We can tell if a function is constant over a selected interval, $x_0$ to $x_1$, via inner product with an invertible family of orthogonal basis functions - e.g. its Fourier transform will be non-zero only for $\omega=0$ (where we extend $f(x_0)$ to $-\infty$ and $f(x_1)$ to $\infty$). But can every such $(x_0, x_1)$ be found without brute-force inspection?
If necessary, assume "nice" behavior (e.g. polynomial-like); I don't seek the most general case. For clarity, I mean continuously constant over a finite interval.

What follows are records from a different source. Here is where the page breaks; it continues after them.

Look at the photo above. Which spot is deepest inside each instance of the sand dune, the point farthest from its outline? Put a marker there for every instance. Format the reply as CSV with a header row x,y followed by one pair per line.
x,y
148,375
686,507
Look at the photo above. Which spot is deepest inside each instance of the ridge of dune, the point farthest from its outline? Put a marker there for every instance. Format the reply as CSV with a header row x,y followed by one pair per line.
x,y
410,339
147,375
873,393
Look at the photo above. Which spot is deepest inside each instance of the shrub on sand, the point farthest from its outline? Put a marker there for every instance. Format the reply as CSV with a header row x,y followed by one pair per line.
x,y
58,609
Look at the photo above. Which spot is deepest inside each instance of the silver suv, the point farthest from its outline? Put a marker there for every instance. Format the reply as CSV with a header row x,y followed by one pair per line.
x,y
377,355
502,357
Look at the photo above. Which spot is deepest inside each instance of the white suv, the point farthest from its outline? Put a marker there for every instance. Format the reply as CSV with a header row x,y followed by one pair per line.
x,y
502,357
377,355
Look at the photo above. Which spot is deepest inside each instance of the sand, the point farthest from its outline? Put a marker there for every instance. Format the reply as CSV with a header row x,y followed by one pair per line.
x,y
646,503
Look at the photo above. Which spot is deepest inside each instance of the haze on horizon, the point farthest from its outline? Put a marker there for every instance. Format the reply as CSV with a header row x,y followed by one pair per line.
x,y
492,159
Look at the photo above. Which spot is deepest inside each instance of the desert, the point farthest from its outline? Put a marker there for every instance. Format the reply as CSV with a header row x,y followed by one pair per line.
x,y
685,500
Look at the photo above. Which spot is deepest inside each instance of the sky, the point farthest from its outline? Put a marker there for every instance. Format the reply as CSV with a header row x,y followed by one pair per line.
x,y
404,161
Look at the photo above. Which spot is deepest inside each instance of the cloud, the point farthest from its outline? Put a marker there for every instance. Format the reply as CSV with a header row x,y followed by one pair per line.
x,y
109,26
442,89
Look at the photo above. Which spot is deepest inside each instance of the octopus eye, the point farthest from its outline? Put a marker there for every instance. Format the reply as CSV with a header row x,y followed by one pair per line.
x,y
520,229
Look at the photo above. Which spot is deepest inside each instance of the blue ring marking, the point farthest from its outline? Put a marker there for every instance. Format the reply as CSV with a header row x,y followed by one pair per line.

One approach is normalized cross-correlation with a brickwall (pillbox/boxcar/aperiodic square pulse) at every possible width $\Delta x$ (or just those of interest); the result will peak only where $(x_0, x_0 + \Delta x)$ is constant. For one width and one interval:
$$ K(\Delta x)\left<f(x), B(x - x_0, \Delta x) \right> = K(\Delta x)\int_{-\infty}^{\infty} f(x) B(x - x_0, \Delta x)dx $$
where $K$ is a width-dependent (for $B$) product of L2 norms:
$$ K(\Delta x) = \frac{1}{||f(x)|| \cdot||B(x, \Delta x)||} $$
Repeating this for every $x_0$ and $\Delta x$ defines the "boxcar transform" (let me know if it has a name):
$$ \mathbb{BOX}_{f(x)}(\Delta x, x_0) = \int_{-\infty}^{\infty} K(\Delta x) \left( \int_{-\infty}^{\infty} \left( \int_{-\infty}^{\infty} f(x) B(x - x_0, \Delta x)dx \right) dx_0 \right) d\Delta x $$ which yields a two-dimensional representation, where for some $\Delta x$, a peak at $x_0$ indicates a constant interval $(x_0, x_0 + \Delta x)$. This can be implemented efficiently with FFT convolution.
I've not considered every edge case (e.g. $f(x)=0$), but seems this'll work in general. Alternative solutions welcome.